Identification and Alignment of Human and Mouse SNPs in the DMD Gene using a Bioinfomatical Approach

Abstract

Muscular dystrophy (MD) is a fatal, muscle wasting disease affecting individuals who have acquired a mutation in their dystrophin (DMD) gene. Some of these mutations are a single nucleotide alteration. Dystrophin is a vital part of a protein complex in skeletal and cardiac muscle tissue. The gene is the largest in the human genome, spanning 79 exons on the X chromosome. MD is X linked dominant, targeting mostly males that are affected by the one of the two most common forms, Duchenne muscular dystrophy (DMD) and Becker muscular dystrophy (BMD). Both DMD and BMD result from single nucleotide polymorphisms (SNPs). To date, there is no cure for the disease.  Of the identified SNP mutations, the phenotype for many has not yet been characterized. To this end, identifying conserved regions between humans and mice would allow for further characterization of these SNPs, as dystrophinin in mice is functionally analogous. Therefore, I hypothesize that some of the human SNPs in DMD are conserved in mouse DMD. Using a bioinformatical approach, I collected various SNP mutations, and using Ensemble, I then aligned the genes.
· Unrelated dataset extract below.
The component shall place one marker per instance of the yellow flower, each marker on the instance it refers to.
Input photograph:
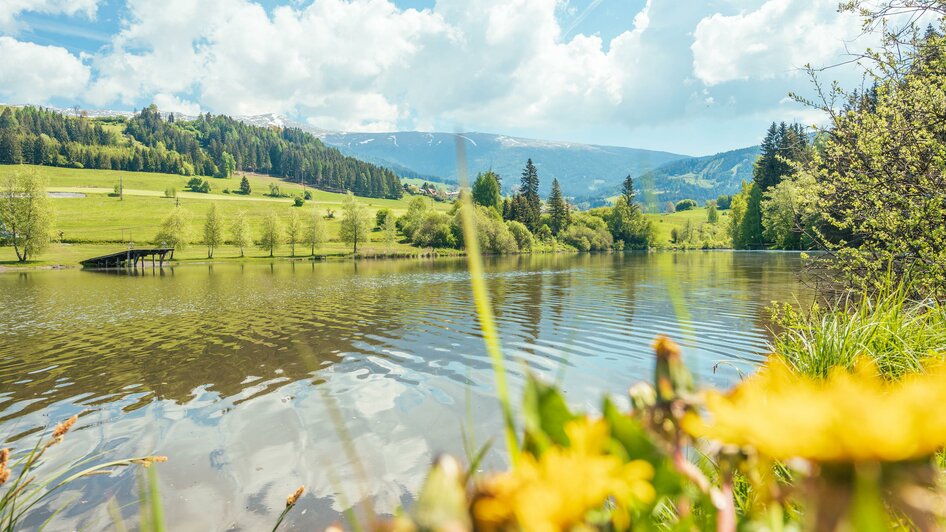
(557, 490)
(848, 417)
Of the exons examined, 212 SNPs were identified, 17 of which were on exon 57. Furthermore, many of the human SNPs align with mouse DMD gene SNPs. This study will allow for further characterization of the DMD SNPs, as well as serve as a platform for future in vivo studies, opening opportunities to possible gene therapies for individuals with muscular dystrophy.